Kenya’s Trade and Industry Minister Mukhisa Kituyi has said the government was uncomfortable with Lafarge’s dominance in the domestic cement and that it wanted more competition. Lafarge currently owns 73 per cent of the market leader in Kenya, Bamburi Cement , and 15 percent of Athi River Mining. Through Bamburi, Lafarge also owns about 42 per cent of East African Portland Cement (EAPCC) .
At present, the government is the majority shareholder in EAPCC, holding a 25 per cent stake and another 27 per cent by proxy, through the state-owned National Social Security Fund.

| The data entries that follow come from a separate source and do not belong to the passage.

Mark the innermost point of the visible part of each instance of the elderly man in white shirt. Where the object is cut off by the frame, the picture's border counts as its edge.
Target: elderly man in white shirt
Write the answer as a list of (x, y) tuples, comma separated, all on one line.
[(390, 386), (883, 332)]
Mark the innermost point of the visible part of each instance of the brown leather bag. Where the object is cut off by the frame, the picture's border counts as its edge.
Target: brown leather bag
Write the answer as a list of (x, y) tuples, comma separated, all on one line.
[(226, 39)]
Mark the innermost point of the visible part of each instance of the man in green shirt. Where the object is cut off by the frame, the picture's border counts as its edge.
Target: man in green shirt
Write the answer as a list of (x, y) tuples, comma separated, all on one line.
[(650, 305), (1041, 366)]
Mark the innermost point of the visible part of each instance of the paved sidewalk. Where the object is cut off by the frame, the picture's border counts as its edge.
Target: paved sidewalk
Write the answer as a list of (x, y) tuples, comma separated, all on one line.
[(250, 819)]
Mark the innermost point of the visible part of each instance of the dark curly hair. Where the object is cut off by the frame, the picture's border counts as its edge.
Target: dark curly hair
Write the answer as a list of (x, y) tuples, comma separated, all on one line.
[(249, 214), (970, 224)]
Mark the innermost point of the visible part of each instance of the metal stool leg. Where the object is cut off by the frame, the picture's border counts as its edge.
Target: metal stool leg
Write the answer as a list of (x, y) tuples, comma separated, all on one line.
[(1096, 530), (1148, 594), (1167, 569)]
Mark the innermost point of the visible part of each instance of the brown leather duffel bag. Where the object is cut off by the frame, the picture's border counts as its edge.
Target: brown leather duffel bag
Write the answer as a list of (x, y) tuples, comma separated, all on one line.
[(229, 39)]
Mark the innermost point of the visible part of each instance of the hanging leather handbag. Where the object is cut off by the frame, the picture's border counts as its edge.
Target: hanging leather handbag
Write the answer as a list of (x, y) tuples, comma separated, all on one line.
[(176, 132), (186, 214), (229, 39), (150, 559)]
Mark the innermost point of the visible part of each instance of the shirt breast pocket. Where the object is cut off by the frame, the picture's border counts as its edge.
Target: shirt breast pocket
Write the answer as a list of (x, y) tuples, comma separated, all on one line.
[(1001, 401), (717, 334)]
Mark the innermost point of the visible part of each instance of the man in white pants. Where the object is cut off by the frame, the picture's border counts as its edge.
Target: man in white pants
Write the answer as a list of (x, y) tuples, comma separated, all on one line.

Kenyan government officials apparently met representatives of Lafarge on Thursday to discuss the firm’s stakes in the country’s booming cement sector, officials said.
Local analysts have suggested the best way out of the situation would be for both the government and Lafarge to sell their stakes to a strategic partner to create an independent competitor.
"The government shouldn’t be in the cement business, (on the other hand) Lafarge would also like to buy Portland, but that would create a near monopoly situation," economic analyst Robert Shaw said.
Bamburi has apparently been linked to the recent dismissal of EAPC chief executive (see earlier reports) reportedly citing that it was unhappy with EAPC’s aggressive expansion plans for south Sudan and Rwanda.